It’s mid-August and we have reliable data on hedge fund performance through July 2017. According to reports, hedge funds, in the aggregate, have achieved July gains of 0.88 percent and year-to-date gains of 4.27 percent, marking nine straight months of positive performance.
Net flows are also positive, with hedge funds raking in about $109 billion through the seven months on record, almost $72 billion of which represents organic investor inflows, with the remaining $37 billion coming in the form of gains.
Separating the Wheat from the Chaff
Hedge fund closures continue to outpace hedge fund launches. This is fantastic news! Here’s why. Seventy-three percent of hedge funds are in positive territory and, of those; fifteen percent are up by double digits. One can argue that with the remaining 27 percent of hedge funds providing their investors a negative return, market forces should step in and end the misery, for the benefit of both unfortunate investors and, more importantly, the hedge fund industry.

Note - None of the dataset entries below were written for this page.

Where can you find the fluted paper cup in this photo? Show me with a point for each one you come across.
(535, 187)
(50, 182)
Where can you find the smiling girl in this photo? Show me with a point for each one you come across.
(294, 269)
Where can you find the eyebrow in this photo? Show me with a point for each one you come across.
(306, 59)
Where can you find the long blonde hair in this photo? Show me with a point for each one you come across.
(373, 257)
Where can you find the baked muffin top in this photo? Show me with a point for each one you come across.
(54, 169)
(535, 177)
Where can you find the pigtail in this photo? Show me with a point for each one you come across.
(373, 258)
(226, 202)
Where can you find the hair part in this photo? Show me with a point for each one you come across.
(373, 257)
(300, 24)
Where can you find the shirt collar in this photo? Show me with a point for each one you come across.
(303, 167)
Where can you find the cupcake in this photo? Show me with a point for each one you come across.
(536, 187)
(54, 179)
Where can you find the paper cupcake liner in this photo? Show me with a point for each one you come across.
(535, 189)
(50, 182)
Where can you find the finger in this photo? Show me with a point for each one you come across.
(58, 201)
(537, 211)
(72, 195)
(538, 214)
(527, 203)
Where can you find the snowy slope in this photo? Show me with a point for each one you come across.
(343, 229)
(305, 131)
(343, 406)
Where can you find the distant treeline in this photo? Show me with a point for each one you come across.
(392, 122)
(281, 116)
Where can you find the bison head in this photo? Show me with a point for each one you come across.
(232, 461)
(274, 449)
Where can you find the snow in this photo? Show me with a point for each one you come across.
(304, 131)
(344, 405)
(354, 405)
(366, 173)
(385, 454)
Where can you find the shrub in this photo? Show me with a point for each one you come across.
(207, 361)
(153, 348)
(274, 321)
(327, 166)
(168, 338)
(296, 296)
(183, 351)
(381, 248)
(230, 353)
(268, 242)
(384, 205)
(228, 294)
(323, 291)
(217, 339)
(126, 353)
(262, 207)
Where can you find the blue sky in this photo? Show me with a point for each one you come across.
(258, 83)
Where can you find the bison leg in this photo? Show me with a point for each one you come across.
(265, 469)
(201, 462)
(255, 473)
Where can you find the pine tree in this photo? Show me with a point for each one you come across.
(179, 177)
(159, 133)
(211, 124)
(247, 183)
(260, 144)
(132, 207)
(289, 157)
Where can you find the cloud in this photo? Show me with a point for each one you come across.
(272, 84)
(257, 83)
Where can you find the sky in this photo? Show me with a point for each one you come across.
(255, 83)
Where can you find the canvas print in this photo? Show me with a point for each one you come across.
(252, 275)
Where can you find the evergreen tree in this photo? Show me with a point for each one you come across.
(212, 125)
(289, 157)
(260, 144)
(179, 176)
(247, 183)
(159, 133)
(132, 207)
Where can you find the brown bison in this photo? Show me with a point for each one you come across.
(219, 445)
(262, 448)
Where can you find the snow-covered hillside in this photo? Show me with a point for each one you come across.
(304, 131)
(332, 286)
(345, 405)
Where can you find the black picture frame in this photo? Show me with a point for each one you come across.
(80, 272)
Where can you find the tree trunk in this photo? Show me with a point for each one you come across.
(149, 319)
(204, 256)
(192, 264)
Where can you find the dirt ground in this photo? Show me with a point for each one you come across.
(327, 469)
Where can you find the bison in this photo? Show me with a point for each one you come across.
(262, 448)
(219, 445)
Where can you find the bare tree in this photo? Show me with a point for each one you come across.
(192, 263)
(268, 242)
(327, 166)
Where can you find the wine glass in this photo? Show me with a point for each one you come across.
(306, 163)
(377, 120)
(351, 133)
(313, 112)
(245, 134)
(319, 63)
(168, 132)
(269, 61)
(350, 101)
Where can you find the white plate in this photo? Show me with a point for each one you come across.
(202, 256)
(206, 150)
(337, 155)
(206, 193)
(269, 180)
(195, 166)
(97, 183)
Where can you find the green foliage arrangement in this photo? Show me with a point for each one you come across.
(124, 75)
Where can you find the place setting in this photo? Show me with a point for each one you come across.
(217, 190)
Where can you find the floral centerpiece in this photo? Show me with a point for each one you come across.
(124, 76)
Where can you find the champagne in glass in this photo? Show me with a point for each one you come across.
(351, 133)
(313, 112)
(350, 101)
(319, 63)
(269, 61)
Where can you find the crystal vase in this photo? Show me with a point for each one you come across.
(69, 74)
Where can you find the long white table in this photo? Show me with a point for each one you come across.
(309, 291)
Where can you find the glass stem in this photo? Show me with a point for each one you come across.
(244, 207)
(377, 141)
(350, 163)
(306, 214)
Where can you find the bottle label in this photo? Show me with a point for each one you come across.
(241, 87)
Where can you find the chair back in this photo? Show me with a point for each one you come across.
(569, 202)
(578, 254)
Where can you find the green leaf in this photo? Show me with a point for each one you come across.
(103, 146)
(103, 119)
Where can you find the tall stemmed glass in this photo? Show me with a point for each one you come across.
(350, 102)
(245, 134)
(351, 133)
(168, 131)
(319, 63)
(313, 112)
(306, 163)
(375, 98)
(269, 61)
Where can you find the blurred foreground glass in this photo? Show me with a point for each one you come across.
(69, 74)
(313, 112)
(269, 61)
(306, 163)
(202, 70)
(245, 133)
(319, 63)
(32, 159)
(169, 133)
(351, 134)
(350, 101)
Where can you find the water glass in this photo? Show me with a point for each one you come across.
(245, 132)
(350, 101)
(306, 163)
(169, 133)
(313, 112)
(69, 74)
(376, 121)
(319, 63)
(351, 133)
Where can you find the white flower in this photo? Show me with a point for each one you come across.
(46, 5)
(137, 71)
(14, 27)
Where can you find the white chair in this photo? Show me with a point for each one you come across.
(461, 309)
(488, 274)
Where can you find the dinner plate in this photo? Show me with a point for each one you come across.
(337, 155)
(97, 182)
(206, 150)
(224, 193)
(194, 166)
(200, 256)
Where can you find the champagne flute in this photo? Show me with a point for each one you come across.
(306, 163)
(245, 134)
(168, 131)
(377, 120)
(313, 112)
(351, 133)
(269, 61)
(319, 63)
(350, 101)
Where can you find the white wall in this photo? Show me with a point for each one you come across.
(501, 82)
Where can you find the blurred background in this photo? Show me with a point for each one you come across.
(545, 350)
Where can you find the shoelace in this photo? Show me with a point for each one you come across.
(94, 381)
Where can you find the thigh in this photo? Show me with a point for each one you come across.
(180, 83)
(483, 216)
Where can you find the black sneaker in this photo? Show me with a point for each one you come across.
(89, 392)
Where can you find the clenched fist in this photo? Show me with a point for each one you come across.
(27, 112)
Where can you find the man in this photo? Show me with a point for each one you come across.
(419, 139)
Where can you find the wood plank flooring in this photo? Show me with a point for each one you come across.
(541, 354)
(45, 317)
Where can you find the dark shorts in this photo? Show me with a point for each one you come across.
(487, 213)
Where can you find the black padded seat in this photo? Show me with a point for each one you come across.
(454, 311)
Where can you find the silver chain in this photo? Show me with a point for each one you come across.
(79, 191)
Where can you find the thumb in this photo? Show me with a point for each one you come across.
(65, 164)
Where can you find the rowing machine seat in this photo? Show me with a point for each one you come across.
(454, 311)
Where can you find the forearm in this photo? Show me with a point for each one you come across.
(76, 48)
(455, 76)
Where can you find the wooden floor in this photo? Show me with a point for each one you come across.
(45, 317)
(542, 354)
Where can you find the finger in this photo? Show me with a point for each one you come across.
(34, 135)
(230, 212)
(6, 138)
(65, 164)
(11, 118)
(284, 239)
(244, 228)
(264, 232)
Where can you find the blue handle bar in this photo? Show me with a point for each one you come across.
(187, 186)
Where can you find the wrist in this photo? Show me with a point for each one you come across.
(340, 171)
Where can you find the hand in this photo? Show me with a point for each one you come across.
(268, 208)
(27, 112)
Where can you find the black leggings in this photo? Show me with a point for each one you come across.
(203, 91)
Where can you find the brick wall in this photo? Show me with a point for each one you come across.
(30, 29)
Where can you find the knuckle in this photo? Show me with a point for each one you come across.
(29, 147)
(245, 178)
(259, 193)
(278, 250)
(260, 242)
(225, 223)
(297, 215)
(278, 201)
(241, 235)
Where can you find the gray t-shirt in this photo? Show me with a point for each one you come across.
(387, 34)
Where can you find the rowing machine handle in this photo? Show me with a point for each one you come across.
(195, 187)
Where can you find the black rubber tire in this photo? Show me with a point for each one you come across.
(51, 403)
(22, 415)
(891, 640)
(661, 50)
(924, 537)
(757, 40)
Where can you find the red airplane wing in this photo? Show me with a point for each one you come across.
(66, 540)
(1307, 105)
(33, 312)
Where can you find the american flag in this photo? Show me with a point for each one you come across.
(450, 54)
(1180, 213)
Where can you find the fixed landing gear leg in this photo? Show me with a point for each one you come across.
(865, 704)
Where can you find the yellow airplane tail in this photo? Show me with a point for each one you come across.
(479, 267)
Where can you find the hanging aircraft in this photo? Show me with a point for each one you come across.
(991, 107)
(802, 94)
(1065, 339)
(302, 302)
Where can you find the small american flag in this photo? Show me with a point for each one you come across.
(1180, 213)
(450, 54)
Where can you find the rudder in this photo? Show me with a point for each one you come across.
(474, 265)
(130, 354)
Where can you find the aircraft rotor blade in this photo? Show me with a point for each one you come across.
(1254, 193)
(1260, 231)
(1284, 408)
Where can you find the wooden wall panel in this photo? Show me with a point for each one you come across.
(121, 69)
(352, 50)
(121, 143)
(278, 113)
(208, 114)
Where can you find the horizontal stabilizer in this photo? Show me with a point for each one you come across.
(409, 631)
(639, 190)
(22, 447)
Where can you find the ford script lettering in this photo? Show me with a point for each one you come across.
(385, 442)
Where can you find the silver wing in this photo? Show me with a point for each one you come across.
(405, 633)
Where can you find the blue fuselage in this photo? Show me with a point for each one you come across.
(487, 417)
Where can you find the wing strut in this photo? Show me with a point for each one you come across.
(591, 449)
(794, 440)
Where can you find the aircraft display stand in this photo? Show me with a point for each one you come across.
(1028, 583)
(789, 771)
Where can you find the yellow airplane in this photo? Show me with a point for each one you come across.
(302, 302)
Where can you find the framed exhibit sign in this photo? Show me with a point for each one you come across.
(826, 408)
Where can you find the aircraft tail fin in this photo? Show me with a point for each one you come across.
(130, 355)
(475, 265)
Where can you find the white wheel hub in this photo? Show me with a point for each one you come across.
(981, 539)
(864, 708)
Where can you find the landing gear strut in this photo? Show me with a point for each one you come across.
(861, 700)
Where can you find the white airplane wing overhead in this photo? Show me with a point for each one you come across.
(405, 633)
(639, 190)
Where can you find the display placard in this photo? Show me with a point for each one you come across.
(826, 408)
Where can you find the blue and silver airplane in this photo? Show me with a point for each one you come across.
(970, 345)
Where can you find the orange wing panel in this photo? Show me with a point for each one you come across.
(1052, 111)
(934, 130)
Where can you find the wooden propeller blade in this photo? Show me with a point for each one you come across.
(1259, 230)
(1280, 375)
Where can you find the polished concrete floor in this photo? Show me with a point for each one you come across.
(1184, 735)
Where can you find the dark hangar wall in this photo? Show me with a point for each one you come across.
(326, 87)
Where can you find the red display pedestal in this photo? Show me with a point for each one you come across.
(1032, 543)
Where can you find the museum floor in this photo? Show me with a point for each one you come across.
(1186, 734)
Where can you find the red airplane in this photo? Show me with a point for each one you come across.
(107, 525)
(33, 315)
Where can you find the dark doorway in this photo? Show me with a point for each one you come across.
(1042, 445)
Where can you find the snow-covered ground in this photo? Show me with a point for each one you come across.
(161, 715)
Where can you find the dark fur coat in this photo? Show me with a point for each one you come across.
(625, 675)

Imagine for a moment what average hedge fund gains might look like absent these poor performers.
More Good News
In classic ‘group think’ fashion, a plethora of foundations and endowments had cut their exposure to hedge funds. However, according to a recent survey conducted by Boston investment consulting firm, NEPC, LLC, roughly two-thirds of respondents indicated their intention to maintain current exposure levels and less than one-third of those surveyed reported any plans to make further cuts in the level of hedge fund exposure. However, the same survey suggests that few respondents expressed an interest in markedly increasing their exposure in the near term.
This strongly suggests that sentiments toward the hedge fund industry have stabilized, but work remains to be done in terms of regaining their full confidence.
Points of Concern
Respondents to the NEPC survey expressed the same litany of concerns that investors of all stripes have espoused over the past few years. The number one concern is performance, with 76 percent of respondents acknowledging low or disappointing returns as the main reason for their pullback. However, this is a 4-percentage point improvement over last year’s survey, in which 80 percent cited poor performance as their principal concern.
High fees took the number two spot, and, surprisingly, 73 percent of those surveyed this year cited high fees as a concern as compared to 54 percent last year. This is surprising because fees have been trending lower.
The third most often cited concern is transparency. In last year’s survey, transparency was named as a concern by 37 percent of respondents. In 2017, 65 percent of survey participants named transparency as a cause for concern, an alarming increase.
If the hedge fund industry desires increased investment from foundations and endowments, they must strive to meet the top concerns of these investors. Simply stated, this means improved performance, continued fee reductions, and heightened levels of transparency.
In order for hedge funds to make inroads with this segment of the investment community, the industry must strive to be more responsive to these concerns. If the industry fails to address these issues, further erosion may occur.